There is also the theory which involves Mercury as an ex-moon of
Venus, largely based on calculations done by Van Flandern and Harrington (A Dynamic Investigation of the Conjecture that Mercury is an Escaped Satellite of Venus. Icarus 28: 435-40 (Abstract), 1976) and goes as follows (Van Flandern, Missing Planets, Dark Matter, and New Comets, 1999):
As Mercury tidally drifted outward it necessarily produced rotational
drag on Venus, and it raised even bigger tides on the Venusian
atmosphere causing it to circulate in retrograde direction. After
billions of years this might impart retrograde motion on the whole
planet.
Tides caused on Venus by Mercury while the latter was still spinning
rapidly would have caused great interior heating and outgassing, and
probably a great deal of surface upheaval (mountain building), too,
causing the very dense atmosphere, the massive release of carbonate in
the rocks as CO2 into the atmosphere, and the very high mountains.
Mercury is massive enough to have taken much of Venus's spin in the
1st half-billion years after formation and Venus's orbit is close
enough to the Sun that complete escape occurs. The interchange of
energy between Venus and Mercury would have been enormous, given
Mercury's large mass (4 1/2 times more massive than the Moon).
Most of the iron (which eventually produces the magnetic field) in
Venus would have been forced up into the crust by an excessively high
spin rate, with Mercury getting most of the iron during fissioning,
which would explain why Mercury has a stronger magnetic field than
Venus. By contrast, the Earth's iron was not forced to the surface,
perhaps because the Earth was not as hot and molten as Venus during
that phase of its formation.
During its lunar phase Mercury would have acquired a prolate shape
(somewhat elongated towards Venus) because of tidal forces.
Both planets would have been melted by tidal heating in the early
stages following escape. If this occured before Venus differentiated,
it might have caused Mercury's high density and stronger magnetic
field. Subsequently, both planets would have melted from mutual tidal
heating.
After escape, Mercury acquired greater tilt and eccentricity, and
Venus would have lost more of its spin. Its prolate shape would have
been reduced after escape but still maintained.
At the point of escape Mercury would have had a period of revolution
of about 40 days, and would have retained its spin period, which would
also be 40 days since it was locked with Venus. But tides raised by
the Sun would slow down its spin to its present 60 days, which gives
it a 3-2 spin-revolution ratio (3 spins per 2 revolutions, in other
words, its rotational period is 2/3 its period of revolution, which is
88 days), because the next stable configuration for such a body
(Mercury mass and diameter and degree of prolateness) is this ratio,
so it is a predicted outcome of its having been a moon of Venus.
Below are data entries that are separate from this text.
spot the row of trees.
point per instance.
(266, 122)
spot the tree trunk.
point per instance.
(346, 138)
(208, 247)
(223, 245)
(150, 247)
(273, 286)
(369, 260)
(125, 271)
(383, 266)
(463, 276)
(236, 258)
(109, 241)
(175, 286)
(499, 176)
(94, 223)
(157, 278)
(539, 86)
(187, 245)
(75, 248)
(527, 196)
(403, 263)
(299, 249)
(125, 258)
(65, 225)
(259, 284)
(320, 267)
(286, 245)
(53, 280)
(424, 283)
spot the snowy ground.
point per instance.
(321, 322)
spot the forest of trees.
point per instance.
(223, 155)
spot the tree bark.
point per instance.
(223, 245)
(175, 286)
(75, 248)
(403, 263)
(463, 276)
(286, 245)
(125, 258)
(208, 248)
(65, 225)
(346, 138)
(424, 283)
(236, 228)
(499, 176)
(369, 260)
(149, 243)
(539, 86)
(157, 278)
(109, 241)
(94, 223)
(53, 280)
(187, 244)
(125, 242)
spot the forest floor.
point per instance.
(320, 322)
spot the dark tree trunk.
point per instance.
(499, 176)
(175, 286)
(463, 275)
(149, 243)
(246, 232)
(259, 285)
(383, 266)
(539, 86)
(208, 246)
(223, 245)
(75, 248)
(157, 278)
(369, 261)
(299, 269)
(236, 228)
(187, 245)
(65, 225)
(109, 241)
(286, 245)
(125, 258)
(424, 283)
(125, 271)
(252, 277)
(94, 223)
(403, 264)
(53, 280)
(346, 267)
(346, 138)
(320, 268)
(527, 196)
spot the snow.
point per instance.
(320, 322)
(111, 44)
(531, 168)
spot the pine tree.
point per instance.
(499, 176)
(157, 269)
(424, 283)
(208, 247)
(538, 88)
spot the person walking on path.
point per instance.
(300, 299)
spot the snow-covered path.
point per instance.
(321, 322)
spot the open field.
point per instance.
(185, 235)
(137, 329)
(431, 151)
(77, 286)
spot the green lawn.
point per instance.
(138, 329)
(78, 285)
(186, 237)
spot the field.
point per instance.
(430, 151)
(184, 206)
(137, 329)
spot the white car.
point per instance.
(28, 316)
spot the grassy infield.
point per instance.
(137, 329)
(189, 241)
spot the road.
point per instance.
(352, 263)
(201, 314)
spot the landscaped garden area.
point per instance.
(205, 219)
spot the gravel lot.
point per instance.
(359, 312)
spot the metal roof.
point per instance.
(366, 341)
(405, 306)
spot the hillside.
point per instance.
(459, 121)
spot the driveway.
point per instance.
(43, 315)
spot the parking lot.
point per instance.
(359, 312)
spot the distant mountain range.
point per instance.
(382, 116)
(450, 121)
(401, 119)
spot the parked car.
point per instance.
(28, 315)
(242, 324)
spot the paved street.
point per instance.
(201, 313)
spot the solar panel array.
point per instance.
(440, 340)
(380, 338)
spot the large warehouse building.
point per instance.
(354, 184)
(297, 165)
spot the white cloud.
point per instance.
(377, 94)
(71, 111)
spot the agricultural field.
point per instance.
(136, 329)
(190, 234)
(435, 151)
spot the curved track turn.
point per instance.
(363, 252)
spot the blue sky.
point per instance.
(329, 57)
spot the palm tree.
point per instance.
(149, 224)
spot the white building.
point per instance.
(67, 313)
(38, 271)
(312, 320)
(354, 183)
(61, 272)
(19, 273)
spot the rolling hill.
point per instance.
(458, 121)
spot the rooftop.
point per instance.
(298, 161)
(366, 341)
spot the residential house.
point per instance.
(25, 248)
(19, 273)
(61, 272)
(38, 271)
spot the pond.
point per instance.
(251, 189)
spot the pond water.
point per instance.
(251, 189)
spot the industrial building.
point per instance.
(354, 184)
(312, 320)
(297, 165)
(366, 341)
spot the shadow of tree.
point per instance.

This model, then, explains all the anomalies of both Venus and Mercury. Musser (2006) says it would require too much time for Venus to lose a moon but does not provide any reference for this, and the possibility has been corroborated by Kumar (1977) and Donnison (1978). This is the abstract from Donnison:
Kumar's (1977) suggestion that the slow rotations of Mercury and Venus are in part due to natural satellites that subsequently escaped is discussed. A more useful criterion for the escape of such satellites than that previously proposed is derived, and it is shown that this distance is sufficiently small for Mercury and Venus to make the escape of satellites a likely possibility.
And this is the abstract from Kumar:
It is suggested that the slow rotations of Mercury and Venus may be connected with the absence of natural satellites around them. If Mercury or Venus possessed a satellite at the time of formation, the tidal evolution would have caused the satellite to recede. At a sufficiently large distance from the
planet, the sun's gravitational influence makes the satellite orbit unstable. The natural satellites of Mercury and Venus might have escaped as a consequence of this instability.
They do not, however, specifically say that Mercury was once a moon of Venus.
This is the abstract from Van Flandern and Harrington (gizidda.altervista.org):
The possibility that Mercury might once have been a satellite of Venus, suggested by a number of anomalies, is investigated by a series of numerical computer experiments. Tidal interaction between Mercury and Venus would result in the escape of Mercury into a solar orbit. Only two escape orbits are possible, one exterior and one interior to the Venus orbit. For the interior orbit, subsequent encounters are sufficiently distant to avoid recapture or large perturbations. The perihelion distance of Mercury tends to decrease, while the orientation of perihelion librates for the first few thousand revolutions. If dynamical evolution or nonconservative forces were large enough in the early solar system, the present semimajor axes could have resulted. The theoretical minimum quadrupole moment of the inclined rotating Sun would rotate the orbital planes out of coplanarity. Secular perturbations by the other planets would evolve the eccentricity and inclination of Mercury's orbit through a range of possible configurations, including the present orbit. Thus the conjecture that Mercury is an escaped satellite of Venus remains viable, and is rendered more attractive by our failure to disprove it dynamically.